The respiratory system is also involved in controlling the pH of the blood. When bicarbonate ions from the kidneys bind to acids in the blood, they form carbon dioxide, which is expelled in the urine.
The acid-ash hypothesis also ignores one of the main drivers of osteoporosis - a loss of collagen protein from bone (10, 11). Ironically, this collagen loss is strongly linked to low levels of two acids - orthosilicic acid and ascorbic acid, or vitamin C - in the diet (12).
Keep in mind that the scientific evidence linking dietary acid with bone density or fracture risk is controversial. Although many observational studies have found no association, others have found a significant link (13, 14, 15, 16, 17). Clinical trials, which tend to be more accurate, have concluded that acid-forming diets have no impact on body calcium levels (9, 18, 19).
At the very least, these diets improve bone health by increasing calcium retention and activating the hormone IGF-1, which stimulates muscle and bone repair (20, 21). As such, a high-protein, acid-forming diet is likely to be associated with better bone health - not worse.
acidity and cancer
Many people argue that cancer only grows in an acidic environment and can be treated or even cured with an alkaline diet. However, comprehensive analyzes of the relationship between diet-induced acidosis – or increased blood acidity caused by the diet – and cancer have concluded that there is no direct link (22, 23). First, food does not significantly influence blood pH (8, 24).
Second, even if you assume that foods can dramatically change the pH value of blood or other tissues, cancer cells are not restricted to acidic environments.

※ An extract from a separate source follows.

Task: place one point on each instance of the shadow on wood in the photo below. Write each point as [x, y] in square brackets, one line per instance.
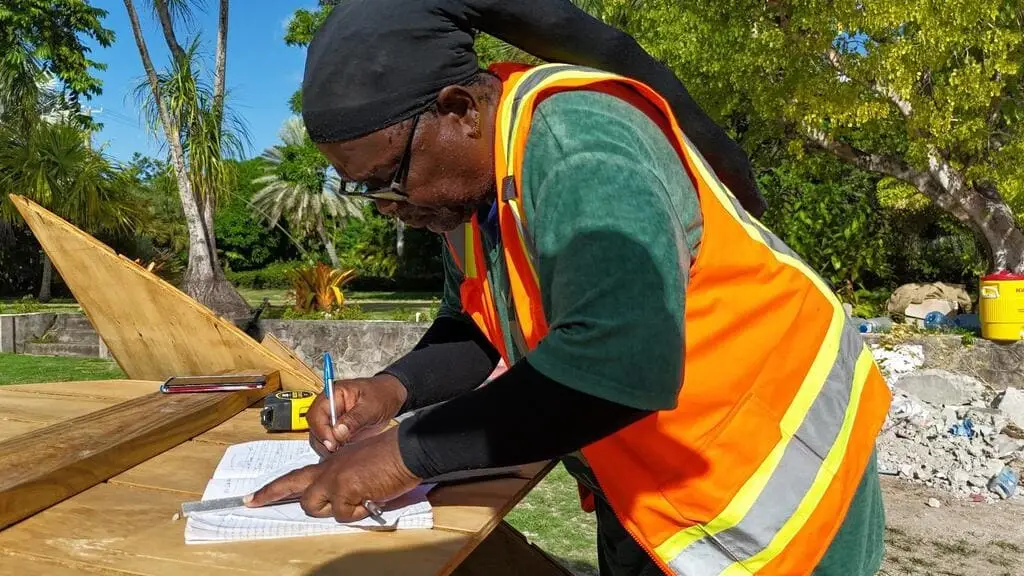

In fact, cancer grows in normal body tissue, which has a slightly alkaline pH of 7.4. Many experiments have successfully developed cancer cells in an alkaline environment (25).
And while tumors grow faster in acidic environments, tumors themselves create that acidity. It is not the acidic environment that creates the cancer cells, but the cancer cells that create the acidic environment (26).
Ancestral diets and acidity
Examining the alkaline diet theory from an evolutionary and scientific perspective reveals discrepancies. One study estimated that 87% of pre-agricultural humans maintained alkaline diets and formed the central argument behind the modern alkaline diet (27). More recent research estimates that half of pre-agricultural humans ate alkali-forming diets, while the other half ate acid-forming diets (28).
Remember that our remote ancestors lived in very different climates, with access to different foods. In fact, acid-forming diets were more common as people moved north of the equator, away from the tropics (29). Although about half of hunter-gatherers were maintaining an acid-forming diet, modern diseases are believed to have been much less common (30).
the verdict
The alkaline diet is very healthy, as it encourages a high intake of fruits, vegetables and other healthy foods, restricting low-quality processed foods. However, the notion that diet improves health because of its alkalizing effects is controversial. These claims have not been supported by any reliable human study. Some studies suggest positive effects in a very small subset of the population. Specifically, an alkaline low-protein diet can benefit people with chronic kidney disease (31).
In general, the alkaline diet is healthy because it is based on whole foods and not processed. But no reliable evidence suggests it has anything to do with pH levels.